About WannaCry and strong crypto

We have been offered by the Mobile Ecosystem Forum to write a little something about the hot topic of the days, the WannaCry ransomware, who is causing damage to many individuals and organizations. The article has been published: ransomware attacks and lessons to be learnt, but we only had room for 200 words and what we wanted to say is too complex for the room they had for me. So here is a longer version of what we wanted to share with the Cozy community.

MEF’s question was: “What what should we do as an industry to better prepare for such attacks and protect consumers?”. Here is our response:

As an industry we need to remember the famous Spiderman quote[1]: “With great power comes great responsibility”. Our power is increasing as software eats the world. We need to do a better job at making safer products, products that are easier to update in order to stay secure. We need to do a better job at educating users too.
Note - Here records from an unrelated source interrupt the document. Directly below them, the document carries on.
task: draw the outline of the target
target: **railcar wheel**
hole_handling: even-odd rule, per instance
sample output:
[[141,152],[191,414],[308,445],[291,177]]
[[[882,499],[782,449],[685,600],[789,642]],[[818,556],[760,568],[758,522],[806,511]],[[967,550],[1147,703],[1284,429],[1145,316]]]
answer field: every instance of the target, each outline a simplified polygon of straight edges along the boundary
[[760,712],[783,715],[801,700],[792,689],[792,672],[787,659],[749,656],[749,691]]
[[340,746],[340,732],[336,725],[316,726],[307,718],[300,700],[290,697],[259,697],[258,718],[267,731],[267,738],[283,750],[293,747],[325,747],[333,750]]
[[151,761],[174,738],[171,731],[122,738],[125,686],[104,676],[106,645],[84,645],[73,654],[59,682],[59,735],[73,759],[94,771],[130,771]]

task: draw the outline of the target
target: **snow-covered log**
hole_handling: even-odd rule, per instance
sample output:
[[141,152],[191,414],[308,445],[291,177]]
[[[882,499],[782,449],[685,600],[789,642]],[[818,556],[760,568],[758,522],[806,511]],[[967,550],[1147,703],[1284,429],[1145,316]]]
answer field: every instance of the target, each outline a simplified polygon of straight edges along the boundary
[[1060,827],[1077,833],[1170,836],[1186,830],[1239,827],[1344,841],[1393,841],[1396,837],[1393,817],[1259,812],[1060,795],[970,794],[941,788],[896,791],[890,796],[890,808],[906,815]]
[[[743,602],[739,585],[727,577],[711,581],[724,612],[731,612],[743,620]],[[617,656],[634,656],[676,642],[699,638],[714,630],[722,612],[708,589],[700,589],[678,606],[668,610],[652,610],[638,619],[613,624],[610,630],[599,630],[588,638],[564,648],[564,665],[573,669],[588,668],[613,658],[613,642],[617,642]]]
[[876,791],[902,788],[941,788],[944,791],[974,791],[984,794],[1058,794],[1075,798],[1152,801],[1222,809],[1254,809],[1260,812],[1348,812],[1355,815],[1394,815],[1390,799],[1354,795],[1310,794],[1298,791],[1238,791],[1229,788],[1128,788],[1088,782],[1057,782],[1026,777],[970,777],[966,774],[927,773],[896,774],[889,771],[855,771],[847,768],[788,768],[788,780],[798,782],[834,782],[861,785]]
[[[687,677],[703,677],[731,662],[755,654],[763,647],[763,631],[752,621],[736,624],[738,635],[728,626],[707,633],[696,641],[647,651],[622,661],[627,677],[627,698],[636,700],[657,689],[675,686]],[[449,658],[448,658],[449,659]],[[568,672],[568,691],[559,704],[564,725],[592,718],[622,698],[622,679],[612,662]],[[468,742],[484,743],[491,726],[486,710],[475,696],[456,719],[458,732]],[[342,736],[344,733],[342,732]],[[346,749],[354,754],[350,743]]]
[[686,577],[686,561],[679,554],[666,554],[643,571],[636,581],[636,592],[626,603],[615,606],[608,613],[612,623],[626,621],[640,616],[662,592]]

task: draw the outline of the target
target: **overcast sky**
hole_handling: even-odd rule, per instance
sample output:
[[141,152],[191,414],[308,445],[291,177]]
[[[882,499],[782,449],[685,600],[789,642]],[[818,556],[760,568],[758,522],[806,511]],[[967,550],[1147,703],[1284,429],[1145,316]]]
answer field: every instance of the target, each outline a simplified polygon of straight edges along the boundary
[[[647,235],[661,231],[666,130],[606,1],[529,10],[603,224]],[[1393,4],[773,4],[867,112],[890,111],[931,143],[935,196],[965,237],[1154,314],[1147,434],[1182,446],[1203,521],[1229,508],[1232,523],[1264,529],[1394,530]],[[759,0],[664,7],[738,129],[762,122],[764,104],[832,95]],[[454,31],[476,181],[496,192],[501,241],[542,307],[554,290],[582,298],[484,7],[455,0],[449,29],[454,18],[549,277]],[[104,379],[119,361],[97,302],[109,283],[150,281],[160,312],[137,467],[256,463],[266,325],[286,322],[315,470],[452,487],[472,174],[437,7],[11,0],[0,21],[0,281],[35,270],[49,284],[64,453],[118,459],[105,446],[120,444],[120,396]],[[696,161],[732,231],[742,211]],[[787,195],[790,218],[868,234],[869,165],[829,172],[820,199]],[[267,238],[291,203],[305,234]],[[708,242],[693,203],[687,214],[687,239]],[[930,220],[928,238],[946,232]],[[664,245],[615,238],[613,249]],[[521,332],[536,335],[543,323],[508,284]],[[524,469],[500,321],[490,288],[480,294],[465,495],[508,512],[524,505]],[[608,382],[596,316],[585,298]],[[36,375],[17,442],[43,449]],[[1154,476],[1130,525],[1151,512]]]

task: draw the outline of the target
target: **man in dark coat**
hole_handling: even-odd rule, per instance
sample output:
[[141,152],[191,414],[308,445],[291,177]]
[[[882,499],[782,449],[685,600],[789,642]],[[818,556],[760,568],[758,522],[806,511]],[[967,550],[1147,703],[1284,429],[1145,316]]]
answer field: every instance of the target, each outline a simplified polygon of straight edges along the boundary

great_power_great_responsibility.jpg

But there is something more important or at least as important but less obvious. It’s two-fold.

First, we need to remember that the WannaCry ransomware was made possible because the US NSA (National Security Agency) had created a cyber attack tool called EternalBlue based on a bug in Microsoft software. The NSA could have chosen to communicate the bug so that Microsoft would fix it in their Windows products. Users would have been in a more secure place. But the NSA decided not to. They decided to keep the information for themselves, putting users at risk.

The second issue is that the NSA has got the EternalBlue tool stolen from them. Hackers leveraged the EternalBlue tool to create the WannaCry ransomware. This proves that even the most funded US agencies can’t keep a secret secret. Microsoft’s Chief Legal Officer puts it squarely:

An equivalent scenario with conventional weapons would be the U.S. military having some of its Tomahawk missiles stolen.

At the same time, the same government officials are advocating that strong encryption should have “golden keys” that would be handed to government agencies. Those in possession of such golden keys could decrypt data easily. But we’ve seen over and over, and the WannaCry scandal is yet another proof, that the government cannot be trusted to keep such keys secret. Eventually the golden keys will become compromised, which means that so-called “strong encryption” will be weak. Computer security will be gone for ever. No more secure banking, no more trust in anything that relies on computers. In other words, the world’s economy will grind down to a halt.

Overall, the WannaCry cyber attacks proves one thing: we, as an industry, must stay strong and refuse compromises with regards to encryption strength. As an industry, we have to stand with strong encryption, because with great power comes great responsibilities.

Note

[1] Note that the quote is from Spiderman’s uncle Ben, not Spiderman himself.